Compartir a través de


TQA - Quality in the Cloud: The new Role of TestOps

Seth wrote an article about the new role of tester in service world, called TestOps. For more information, you can visit his blog for details.Here is the summary of the paper:

  "The term "TestOps" is a new one, but it encapsulates a new way of thinking about how we test and ensure quality of cloud services. It is a portmanteau of "Test" and "Ops", so let's start with "Test", a term I expect this readership to know all about but will briefly define here for clarity. When we test we apply a series of actions on the system and check for respective expected results, so as to assess the soundness of the system for use by our customers -- or looked at the other way, the risk of exposing the system to end users.

"Ops", which is short for "operations", generally owns the operation and maintenance of the servers, network, and support systems in the data center where your service is deployed and running. One of Ops' most powerful tools is monitoring - the observation of data such as server health, network load, and user traffic to assess overall data center health. And by health we mean soundness for customer use and insight into potential risks to end users, just like our testing.

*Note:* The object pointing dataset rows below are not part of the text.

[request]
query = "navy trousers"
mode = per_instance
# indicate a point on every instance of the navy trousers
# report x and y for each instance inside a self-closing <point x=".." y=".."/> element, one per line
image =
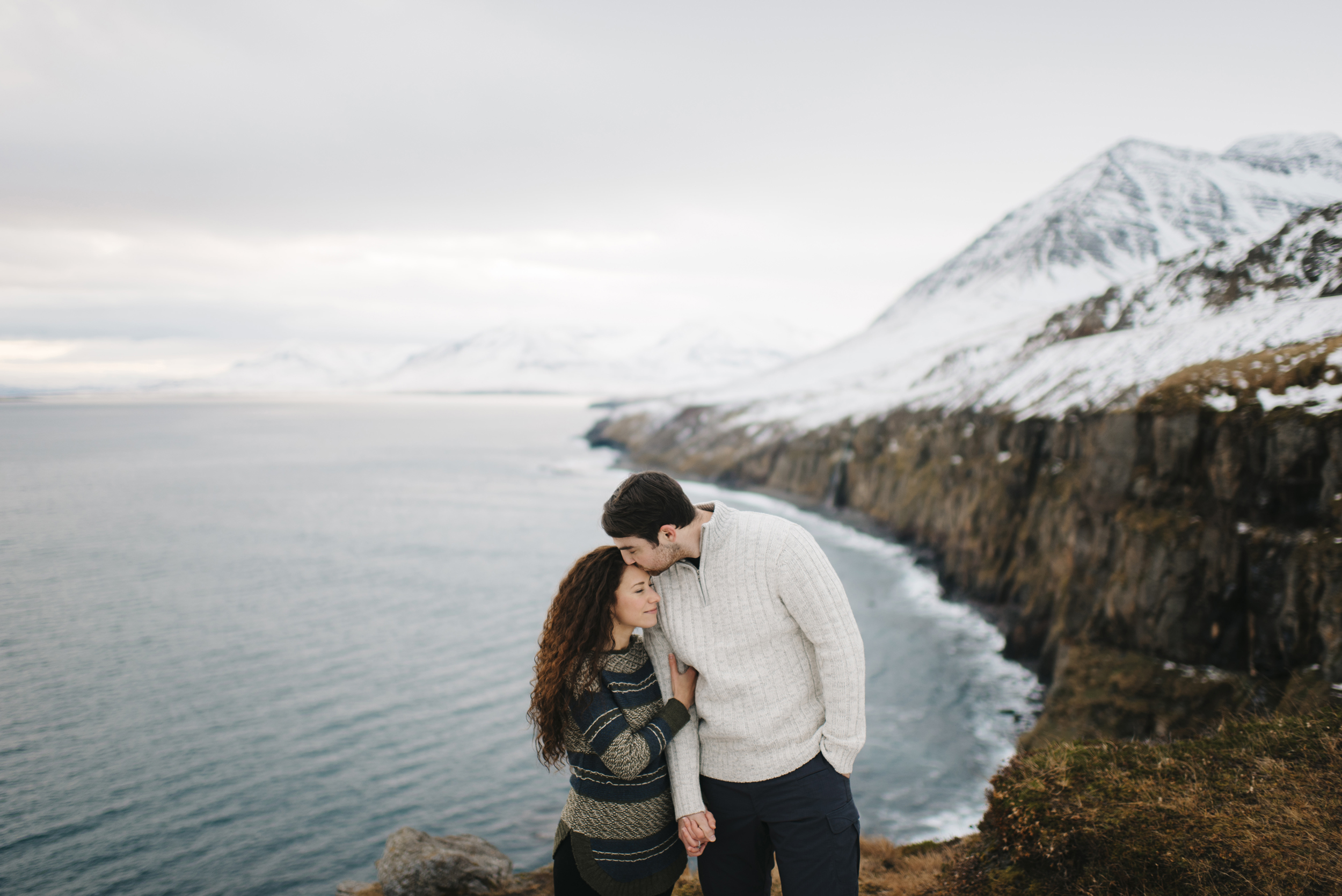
<point x="806" y="817"/>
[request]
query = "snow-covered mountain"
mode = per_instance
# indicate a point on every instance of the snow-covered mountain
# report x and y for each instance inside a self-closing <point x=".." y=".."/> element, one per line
<point x="521" y="359"/>
<point x="976" y="330"/>
<point x="1125" y="211"/>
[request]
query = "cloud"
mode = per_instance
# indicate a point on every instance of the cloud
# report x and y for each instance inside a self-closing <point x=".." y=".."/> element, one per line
<point x="404" y="170"/>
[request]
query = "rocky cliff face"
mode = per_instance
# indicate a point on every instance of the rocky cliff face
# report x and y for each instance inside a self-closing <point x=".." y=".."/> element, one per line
<point x="1176" y="530"/>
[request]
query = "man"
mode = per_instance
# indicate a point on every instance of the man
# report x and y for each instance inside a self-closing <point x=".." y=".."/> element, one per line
<point x="752" y="603"/>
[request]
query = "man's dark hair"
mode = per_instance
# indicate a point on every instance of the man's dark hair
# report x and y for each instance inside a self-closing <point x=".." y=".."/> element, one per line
<point x="643" y="505"/>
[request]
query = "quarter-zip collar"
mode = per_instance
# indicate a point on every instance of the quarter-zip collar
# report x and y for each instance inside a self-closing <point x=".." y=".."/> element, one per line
<point x="710" y="536"/>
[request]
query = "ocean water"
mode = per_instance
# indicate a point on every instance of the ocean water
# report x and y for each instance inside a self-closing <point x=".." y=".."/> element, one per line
<point x="242" y="642"/>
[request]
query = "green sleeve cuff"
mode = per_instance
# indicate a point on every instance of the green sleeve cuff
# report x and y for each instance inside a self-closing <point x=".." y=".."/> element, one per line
<point x="675" y="714"/>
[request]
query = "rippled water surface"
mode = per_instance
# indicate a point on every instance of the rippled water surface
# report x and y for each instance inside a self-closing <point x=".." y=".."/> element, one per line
<point x="240" y="643"/>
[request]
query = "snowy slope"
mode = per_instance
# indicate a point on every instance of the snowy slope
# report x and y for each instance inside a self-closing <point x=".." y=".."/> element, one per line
<point x="524" y="360"/>
<point x="520" y="359"/>
<point x="976" y="332"/>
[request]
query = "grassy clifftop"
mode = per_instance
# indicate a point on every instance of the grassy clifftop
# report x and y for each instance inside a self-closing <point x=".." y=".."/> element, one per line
<point x="1255" y="808"/>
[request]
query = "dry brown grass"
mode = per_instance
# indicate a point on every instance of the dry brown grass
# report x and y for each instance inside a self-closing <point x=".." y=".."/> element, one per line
<point x="1254" y="809"/>
<point x="886" y="870"/>
<point x="1303" y="364"/>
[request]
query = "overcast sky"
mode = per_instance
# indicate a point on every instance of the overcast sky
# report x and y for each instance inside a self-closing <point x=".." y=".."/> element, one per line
<point x="199" y="180"/>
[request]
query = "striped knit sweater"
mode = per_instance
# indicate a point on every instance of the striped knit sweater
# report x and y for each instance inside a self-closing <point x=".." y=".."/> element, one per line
<point x="767" y="623"/>
<point x="619" y="817"/>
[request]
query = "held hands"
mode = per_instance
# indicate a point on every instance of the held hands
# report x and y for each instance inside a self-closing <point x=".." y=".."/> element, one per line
<point x="698" y="831"/>
<point x="682" y="683"/>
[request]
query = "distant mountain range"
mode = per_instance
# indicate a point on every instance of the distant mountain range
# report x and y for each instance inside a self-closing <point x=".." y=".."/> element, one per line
<point x="522" y="360"/>
<point x="1165" y="257"/>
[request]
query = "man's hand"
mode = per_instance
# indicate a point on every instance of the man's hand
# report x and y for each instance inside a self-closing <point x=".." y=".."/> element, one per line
<point x="697" y="831"/>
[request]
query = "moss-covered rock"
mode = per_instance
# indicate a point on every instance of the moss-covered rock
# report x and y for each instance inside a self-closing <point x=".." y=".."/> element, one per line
<point x="1252" y="809"/>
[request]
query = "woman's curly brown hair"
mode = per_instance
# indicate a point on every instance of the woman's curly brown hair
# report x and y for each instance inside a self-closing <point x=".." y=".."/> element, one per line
<point x="579" y="625"/>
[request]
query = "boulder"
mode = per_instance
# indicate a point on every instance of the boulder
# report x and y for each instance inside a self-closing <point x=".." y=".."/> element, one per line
<point x="419" y="864"/>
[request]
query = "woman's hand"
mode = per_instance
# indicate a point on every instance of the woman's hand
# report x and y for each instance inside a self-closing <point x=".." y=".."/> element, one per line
<point x="682" y="683"/>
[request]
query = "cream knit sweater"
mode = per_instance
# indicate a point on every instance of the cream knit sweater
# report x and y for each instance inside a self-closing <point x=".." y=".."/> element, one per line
<point x="765" y="622"/>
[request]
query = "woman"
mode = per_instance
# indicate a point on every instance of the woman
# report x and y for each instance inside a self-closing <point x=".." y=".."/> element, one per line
<point x="596" y="701"/>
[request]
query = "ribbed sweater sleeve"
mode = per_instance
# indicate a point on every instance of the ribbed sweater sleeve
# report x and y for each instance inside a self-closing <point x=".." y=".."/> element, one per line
<point x="683" y="752"/>
<point x="815" y="598"/>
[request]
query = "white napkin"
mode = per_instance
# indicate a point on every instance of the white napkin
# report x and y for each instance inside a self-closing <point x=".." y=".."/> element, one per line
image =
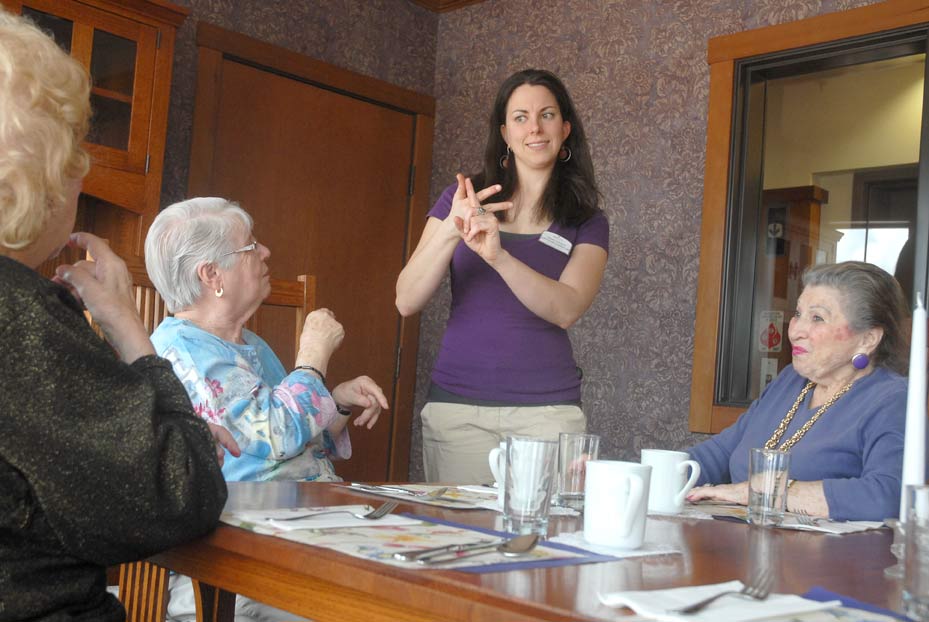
<point x="484" y="490"/>
<point x="325" y="521"/>
<point x="657" y="604"/>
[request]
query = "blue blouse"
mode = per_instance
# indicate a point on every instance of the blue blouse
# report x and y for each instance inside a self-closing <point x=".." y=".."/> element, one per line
<point x="855" y="448"/>
<point x="279" y="420"/>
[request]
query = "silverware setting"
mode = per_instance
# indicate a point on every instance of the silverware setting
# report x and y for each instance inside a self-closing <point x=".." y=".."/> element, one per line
<point x="758" y="589"/>
<point x="373" y="514"/>
<point x="438" y="493"/>
<point x="511" y="547"/>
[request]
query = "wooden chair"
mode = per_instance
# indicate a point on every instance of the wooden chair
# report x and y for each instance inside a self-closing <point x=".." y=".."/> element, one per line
<point x="143" y="586"/>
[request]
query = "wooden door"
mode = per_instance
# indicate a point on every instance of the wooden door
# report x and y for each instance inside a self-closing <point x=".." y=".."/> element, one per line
<point x="326" y="174"/>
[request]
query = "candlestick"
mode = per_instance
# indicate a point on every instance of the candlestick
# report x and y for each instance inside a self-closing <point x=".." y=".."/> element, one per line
<point x="914" y="444"/>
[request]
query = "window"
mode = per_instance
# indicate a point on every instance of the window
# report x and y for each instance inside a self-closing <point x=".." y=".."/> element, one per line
<point x="812" y="155"/>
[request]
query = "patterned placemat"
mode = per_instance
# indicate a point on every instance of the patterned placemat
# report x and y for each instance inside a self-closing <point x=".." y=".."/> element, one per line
<point x="379" y="543"/>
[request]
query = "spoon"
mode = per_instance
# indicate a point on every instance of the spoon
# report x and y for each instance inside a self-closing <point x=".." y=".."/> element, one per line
<point x="520" y="545"/>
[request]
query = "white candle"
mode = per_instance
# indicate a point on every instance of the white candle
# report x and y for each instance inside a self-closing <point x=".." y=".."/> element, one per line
<point x="914" y="444"/>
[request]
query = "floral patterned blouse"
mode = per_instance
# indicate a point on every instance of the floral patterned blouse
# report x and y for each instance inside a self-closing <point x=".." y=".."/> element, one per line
<point x="278" y="419"/>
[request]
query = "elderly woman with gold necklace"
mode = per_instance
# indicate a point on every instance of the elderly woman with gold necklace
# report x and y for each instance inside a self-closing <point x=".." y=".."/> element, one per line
<point x="840" y="408"/>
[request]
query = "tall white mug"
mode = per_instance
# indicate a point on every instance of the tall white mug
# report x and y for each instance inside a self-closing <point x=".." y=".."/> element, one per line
<point x="497" y="461"/>
<point x="670" y="483"/>
<point x="616" y="503"/>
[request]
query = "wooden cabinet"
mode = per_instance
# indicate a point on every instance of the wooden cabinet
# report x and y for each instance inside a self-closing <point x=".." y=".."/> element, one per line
<point x="128" y="47"/>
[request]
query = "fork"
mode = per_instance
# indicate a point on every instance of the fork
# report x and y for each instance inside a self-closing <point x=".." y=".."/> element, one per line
<point x="805" y="519"/>
<point x="758" y="589"/>
<point x="374" y="514"/>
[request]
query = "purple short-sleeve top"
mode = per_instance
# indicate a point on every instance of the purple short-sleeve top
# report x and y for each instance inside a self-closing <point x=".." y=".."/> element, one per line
<point x="495" y="349"/>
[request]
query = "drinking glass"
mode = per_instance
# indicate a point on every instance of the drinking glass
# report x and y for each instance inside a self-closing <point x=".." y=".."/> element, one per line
<point x="574" y="450"/>
<point x="530" y="478"/>
<point x="767" y="486"/>
<point x="916" y="556"/>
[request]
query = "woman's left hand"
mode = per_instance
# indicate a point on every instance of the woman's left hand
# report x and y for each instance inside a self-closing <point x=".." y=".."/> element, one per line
<point x="223" y="440"/>
<point x="726" y="493"/>
<point x="364" y="392"/>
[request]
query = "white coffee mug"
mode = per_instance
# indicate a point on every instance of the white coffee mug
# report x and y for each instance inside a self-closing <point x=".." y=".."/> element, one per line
<point x="615" y="503"/>
<point x="670" y="483"/>
<point x="497" y="461"/>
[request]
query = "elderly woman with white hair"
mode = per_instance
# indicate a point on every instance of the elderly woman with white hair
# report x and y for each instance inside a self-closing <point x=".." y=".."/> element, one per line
<point x="212" y="275"/>
<point x="101" y="457"/>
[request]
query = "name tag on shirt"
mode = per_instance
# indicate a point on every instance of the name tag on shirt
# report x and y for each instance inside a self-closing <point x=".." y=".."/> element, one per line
<point x="556" y="241"/>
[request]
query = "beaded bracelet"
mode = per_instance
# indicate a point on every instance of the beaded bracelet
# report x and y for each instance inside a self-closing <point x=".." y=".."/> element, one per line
<point x="321" y="375"/>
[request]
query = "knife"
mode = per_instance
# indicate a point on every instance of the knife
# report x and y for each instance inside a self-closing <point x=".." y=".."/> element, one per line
<point x="426" y="554"/>
<point x="390" y="489"/>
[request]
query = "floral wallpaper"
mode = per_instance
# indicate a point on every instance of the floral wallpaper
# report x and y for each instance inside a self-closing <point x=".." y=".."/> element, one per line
<point x="637" y="72"/>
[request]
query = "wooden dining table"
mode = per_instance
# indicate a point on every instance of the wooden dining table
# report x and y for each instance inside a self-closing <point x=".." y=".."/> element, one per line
<point x="325" y="585"/>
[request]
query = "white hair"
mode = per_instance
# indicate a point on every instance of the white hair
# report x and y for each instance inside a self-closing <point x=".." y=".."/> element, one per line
<point x="183" y="237"/>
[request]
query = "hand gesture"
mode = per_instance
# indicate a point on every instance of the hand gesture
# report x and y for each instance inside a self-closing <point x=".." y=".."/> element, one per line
<point x="481" y="230"/>
<point x="104" y="287"/>
<point x="466" y="204"/>
<point x="321" y="336"/>
<point x="364" y="392"/>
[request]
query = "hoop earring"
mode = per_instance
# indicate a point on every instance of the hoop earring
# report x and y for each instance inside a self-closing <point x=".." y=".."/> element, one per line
<point x="505" y="158"/>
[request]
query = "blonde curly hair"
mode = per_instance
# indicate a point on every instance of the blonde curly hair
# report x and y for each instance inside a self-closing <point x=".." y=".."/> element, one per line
<point x="44" y="116"/>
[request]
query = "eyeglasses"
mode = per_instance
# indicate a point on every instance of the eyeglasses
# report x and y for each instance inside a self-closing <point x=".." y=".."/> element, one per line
<point x="244" y="249"/>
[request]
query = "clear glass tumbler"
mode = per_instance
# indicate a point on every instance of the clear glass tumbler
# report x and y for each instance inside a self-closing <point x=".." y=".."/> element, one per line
<point x="767" y="486"/>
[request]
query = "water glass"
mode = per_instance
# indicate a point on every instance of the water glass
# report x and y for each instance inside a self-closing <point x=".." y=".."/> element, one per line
<point x="574" y="450"/>
<point x="767" y="486"/>
<point x="496" y="459"/>
<point x="916" y="557"/>
<point x="530" y="479"/>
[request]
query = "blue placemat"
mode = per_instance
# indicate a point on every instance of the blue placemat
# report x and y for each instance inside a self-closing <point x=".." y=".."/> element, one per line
<point x="585" y="557"/>
<point x="822" y="595"/>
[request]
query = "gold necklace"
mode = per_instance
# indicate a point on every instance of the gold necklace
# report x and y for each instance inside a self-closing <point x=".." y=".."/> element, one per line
<point x="782" y="426"/>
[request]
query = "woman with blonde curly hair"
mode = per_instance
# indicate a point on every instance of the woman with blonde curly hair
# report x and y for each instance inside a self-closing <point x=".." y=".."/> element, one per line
<point x="101" y="457"/>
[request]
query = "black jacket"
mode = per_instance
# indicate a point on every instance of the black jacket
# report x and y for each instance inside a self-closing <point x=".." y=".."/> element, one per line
<point x="100" y="462"/>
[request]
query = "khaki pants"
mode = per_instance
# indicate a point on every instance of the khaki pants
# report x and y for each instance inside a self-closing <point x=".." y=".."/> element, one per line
<point x="458" y="437"/>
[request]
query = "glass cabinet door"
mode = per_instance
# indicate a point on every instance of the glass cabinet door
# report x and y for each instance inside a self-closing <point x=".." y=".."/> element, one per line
<point x="120" y="56"/>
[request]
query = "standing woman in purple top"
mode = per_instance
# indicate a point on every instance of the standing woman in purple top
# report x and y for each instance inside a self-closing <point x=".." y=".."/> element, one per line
<point x="523" y="269"/>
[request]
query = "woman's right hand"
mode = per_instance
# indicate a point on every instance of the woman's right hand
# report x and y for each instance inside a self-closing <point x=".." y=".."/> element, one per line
<point x="466" y="203"/>
<point x="105" y="288"/>
<point x="322" y="334"/>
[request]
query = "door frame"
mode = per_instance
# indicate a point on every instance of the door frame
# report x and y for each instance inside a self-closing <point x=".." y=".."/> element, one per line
<point x="723" y="55"/>
<point x="216" y="44"/>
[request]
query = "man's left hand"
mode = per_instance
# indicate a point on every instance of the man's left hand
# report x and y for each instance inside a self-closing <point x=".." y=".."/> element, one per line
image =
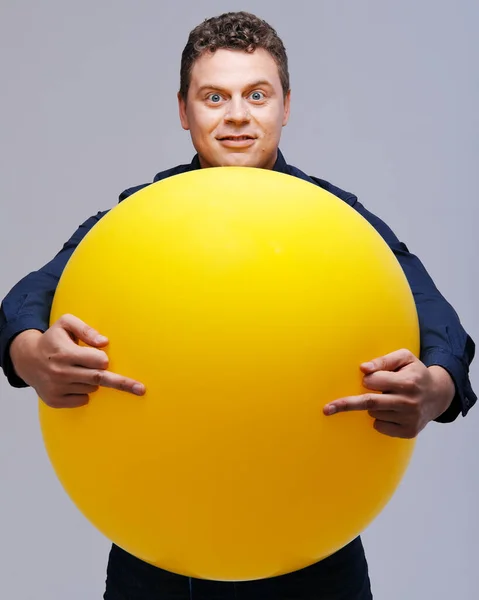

In this way we as testers have the same goals as ops, so can we also make use of the data signal continuously being emitted by our systems in production to do our jobs? Recall that to test we apply a series of actions. The results of those actions are test results which have traditionally been our signal by which we assess quality. But instead of applying synthetic actions and trying to predict how real users and complex production deployments will act, why don't we instead use the signal from these real users and real deployments as part of our quality strategy? And rather than simple monitors like "server up" or "free disk space" we can measure complex use scenarios in real environments.

For example if we are interested in system performance, why attempt to replicate every combination of machine, OS, and browser in lab, only to shoot synthetic traffic at them? Instead be like Microsoft Hotmail and measure actual times it takes real users to send and receive emails. This can be collected for millions of users with no PII (personally identifiable information) but including key environment data like OS or browser type. With data like that systems can be tuned to better perform where trouble spots are identified with specific OS, browsers, or even specific locations around the world."